Before progressing to running, you need to demonstrate single-leg strength and stability, have no swelling, and be pain-free during functional activities.
When Surgery Is Needed
Surgery is reserved for specific situations: acute avulsion fractures (where the ligament pulls a chunk of bone off its attachment), grade III tears that don’t respond to rehab, and PCL tears combined with damage to other knee ligaments. Isolated grade I and II tears rarely require reconstruction.
PCL reconstruction replaces the torn ligament with a graft. Surgeons can use tissue from your own body (the patellar tendon, hamstring tendons, or quadriceps tendon) or donor tissue. Achilles tendon from a donor is currently the most commonly used graft for both acute and chronic PCL reconstructions, chosen for its large cross-sectional area and strength. When the PCL has pulled a bone fragment off the tibia, the fragment is reattached directly rather than replacing the ligament entirely.
Long-Term Joint Health
A PCL-deficient knee doesn’t just feel unstable.
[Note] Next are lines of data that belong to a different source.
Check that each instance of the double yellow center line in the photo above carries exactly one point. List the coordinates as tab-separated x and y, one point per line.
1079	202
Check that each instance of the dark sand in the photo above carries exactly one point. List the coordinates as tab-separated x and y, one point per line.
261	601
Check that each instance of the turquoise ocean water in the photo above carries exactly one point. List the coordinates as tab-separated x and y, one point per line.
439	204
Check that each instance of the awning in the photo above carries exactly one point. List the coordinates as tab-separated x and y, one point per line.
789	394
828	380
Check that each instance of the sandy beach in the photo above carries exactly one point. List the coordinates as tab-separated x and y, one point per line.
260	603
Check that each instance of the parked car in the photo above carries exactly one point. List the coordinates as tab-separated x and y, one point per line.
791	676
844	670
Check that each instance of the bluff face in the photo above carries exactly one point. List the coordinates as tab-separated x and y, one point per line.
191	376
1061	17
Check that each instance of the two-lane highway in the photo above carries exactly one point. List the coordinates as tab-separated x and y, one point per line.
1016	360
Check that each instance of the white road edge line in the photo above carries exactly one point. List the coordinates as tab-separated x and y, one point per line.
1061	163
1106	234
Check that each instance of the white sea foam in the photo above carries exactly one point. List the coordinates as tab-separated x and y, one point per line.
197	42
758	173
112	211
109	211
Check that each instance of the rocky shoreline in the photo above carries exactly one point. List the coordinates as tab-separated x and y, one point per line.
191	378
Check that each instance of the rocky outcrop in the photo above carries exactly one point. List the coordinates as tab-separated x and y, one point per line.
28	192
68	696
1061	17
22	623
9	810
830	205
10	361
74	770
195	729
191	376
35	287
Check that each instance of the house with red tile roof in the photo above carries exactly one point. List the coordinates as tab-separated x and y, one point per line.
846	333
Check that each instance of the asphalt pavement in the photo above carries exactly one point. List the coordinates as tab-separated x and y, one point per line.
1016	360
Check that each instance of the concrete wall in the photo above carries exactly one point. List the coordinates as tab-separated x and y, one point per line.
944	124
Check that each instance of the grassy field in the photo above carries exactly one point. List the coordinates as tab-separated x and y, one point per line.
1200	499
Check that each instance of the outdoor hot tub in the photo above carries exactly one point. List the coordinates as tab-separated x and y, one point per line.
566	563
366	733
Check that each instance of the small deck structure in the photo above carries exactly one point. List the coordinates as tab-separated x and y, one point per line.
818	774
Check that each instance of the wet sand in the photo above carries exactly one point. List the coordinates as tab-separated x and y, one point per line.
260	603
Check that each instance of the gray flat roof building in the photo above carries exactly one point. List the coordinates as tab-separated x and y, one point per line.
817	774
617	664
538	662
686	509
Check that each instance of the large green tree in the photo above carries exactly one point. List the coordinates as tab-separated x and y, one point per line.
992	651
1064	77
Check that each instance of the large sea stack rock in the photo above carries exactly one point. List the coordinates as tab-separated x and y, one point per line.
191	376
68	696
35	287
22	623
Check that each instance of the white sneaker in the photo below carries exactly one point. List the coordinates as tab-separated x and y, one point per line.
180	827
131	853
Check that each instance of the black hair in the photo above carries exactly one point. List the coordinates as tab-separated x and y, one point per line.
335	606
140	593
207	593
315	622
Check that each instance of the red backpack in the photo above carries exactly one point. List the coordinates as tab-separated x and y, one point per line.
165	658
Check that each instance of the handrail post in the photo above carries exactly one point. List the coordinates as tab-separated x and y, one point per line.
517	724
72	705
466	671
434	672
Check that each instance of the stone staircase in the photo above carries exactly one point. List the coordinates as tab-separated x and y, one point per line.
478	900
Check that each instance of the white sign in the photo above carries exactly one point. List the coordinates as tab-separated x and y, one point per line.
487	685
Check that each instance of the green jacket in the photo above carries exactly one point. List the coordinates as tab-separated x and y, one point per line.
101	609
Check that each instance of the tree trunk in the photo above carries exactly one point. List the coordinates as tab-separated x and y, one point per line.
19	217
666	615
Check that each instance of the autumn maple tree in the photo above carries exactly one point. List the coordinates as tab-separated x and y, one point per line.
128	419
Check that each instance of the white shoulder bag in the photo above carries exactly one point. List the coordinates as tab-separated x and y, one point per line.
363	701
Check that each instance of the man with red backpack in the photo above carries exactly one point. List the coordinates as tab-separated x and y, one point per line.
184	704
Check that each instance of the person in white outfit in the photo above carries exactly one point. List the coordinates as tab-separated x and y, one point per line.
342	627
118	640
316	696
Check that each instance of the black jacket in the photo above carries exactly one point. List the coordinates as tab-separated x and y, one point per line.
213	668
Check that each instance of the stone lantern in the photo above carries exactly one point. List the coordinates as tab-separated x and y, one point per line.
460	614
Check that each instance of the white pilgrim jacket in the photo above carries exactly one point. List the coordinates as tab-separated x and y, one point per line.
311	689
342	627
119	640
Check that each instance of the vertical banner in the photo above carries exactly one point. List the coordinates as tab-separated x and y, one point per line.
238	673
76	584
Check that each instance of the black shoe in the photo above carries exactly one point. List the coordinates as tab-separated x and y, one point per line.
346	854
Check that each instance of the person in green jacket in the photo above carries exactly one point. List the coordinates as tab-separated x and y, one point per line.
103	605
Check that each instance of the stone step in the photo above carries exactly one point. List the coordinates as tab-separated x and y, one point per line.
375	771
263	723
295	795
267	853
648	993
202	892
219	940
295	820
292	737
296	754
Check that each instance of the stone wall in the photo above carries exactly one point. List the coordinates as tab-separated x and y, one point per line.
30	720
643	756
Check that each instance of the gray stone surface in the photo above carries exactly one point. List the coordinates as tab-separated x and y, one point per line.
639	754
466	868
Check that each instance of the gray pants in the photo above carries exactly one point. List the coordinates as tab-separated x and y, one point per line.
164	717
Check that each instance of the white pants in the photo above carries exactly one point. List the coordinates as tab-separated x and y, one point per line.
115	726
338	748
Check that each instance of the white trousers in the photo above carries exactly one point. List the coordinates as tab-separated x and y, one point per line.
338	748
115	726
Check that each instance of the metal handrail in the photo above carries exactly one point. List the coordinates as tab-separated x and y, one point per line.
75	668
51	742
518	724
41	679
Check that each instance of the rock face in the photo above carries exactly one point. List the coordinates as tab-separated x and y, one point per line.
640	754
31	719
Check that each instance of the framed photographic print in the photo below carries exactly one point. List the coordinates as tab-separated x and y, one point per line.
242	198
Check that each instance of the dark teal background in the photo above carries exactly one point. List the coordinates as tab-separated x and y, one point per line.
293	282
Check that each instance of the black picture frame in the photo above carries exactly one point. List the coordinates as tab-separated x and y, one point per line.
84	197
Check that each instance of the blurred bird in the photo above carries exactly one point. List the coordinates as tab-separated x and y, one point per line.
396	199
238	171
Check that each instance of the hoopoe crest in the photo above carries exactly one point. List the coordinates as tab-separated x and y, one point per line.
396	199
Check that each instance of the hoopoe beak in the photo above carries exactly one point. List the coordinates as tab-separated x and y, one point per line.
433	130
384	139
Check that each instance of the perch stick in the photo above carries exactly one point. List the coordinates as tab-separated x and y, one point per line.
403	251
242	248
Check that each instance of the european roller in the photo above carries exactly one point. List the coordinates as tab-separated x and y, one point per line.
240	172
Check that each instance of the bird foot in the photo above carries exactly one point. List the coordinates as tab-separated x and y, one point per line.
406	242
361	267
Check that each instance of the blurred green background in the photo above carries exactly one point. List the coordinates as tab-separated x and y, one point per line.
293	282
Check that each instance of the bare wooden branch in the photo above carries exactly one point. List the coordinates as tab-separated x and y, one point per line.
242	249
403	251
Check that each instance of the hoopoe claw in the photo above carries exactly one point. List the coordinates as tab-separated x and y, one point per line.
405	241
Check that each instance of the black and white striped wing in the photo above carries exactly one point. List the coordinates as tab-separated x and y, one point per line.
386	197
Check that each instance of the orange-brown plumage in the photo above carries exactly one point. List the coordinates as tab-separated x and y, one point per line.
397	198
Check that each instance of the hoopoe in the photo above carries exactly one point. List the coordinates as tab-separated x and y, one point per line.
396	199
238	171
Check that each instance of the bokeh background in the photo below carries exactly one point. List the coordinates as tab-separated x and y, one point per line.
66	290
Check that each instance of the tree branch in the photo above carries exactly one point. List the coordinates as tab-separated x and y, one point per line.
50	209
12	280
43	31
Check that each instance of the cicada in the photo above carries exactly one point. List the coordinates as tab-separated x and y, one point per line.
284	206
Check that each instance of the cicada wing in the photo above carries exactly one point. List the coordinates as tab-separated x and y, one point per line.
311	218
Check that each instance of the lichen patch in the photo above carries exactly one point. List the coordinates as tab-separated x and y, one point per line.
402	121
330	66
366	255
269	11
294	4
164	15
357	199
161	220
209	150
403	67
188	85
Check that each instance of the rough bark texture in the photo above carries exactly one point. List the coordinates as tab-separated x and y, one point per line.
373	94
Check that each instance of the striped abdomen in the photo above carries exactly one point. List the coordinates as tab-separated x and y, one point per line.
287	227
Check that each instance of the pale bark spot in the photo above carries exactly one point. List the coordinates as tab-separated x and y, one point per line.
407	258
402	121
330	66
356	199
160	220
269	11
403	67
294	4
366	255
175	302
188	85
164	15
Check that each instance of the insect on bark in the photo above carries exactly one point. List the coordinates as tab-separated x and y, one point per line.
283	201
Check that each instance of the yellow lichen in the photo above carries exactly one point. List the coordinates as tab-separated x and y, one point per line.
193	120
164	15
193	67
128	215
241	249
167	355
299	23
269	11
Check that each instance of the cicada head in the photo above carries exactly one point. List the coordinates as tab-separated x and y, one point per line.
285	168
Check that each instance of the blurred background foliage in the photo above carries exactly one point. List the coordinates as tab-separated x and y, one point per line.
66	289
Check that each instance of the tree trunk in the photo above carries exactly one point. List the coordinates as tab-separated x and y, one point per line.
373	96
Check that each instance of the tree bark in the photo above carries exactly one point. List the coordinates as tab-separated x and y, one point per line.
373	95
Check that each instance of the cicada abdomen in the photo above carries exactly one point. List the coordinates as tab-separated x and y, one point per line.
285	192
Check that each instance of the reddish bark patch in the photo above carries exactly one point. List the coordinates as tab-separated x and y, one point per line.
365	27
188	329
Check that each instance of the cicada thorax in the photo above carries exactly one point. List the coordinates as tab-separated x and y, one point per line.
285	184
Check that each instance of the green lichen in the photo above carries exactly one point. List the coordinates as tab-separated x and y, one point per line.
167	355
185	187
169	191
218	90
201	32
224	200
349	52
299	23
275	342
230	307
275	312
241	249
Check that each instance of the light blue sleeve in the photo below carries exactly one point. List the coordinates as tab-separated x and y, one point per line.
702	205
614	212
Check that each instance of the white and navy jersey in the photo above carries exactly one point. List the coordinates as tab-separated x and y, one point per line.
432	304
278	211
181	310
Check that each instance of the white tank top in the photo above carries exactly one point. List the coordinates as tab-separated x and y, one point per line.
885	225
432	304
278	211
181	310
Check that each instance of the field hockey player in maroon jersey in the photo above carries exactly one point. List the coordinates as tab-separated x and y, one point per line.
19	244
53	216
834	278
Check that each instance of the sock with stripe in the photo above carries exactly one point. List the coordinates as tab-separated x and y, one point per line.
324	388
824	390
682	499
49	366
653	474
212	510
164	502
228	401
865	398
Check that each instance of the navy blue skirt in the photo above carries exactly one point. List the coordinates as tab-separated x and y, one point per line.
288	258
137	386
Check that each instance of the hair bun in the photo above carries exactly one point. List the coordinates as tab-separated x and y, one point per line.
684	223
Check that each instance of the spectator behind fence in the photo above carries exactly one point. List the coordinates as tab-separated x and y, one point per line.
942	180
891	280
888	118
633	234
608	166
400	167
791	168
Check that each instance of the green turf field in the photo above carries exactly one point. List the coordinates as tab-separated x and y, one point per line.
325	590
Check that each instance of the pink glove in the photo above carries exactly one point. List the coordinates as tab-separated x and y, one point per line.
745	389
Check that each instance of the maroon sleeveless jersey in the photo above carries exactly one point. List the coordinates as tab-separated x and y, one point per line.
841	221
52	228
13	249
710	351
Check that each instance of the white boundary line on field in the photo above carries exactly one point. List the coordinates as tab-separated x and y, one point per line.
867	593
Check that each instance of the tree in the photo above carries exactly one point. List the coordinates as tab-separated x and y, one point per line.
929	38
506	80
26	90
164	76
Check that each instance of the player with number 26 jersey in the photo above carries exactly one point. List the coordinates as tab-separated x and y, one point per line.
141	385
It changes how forces distribute across the joint over time. Biomechanical studies on cadaver knees show increased strain on both the medial and lateral menisci when the PCL is missing. This altered loading accelerates wear. In a nationwide population study, patients with PCL tears had a higher cumulative incidence of meniscus tears (1.13% vs. 0.22%), osteoarthritis (2.71% vs. 1.90%), and eventual knee replacement (0.91% vs. 0.62%) compared to people without PCL injuries. The differences are statistically significant, though the absolute numbers remain relatively low, especially for isolated injuries managed with good rehabilitation.
This is why consistent quadriceps strengthening matters long after the initial injury heals. A strong thigh muscle compensates for the lost ligament restraint, reduces abnormal joint loading, and helps protect the cartilage and menisci from accelerated breakdown over the years that follow.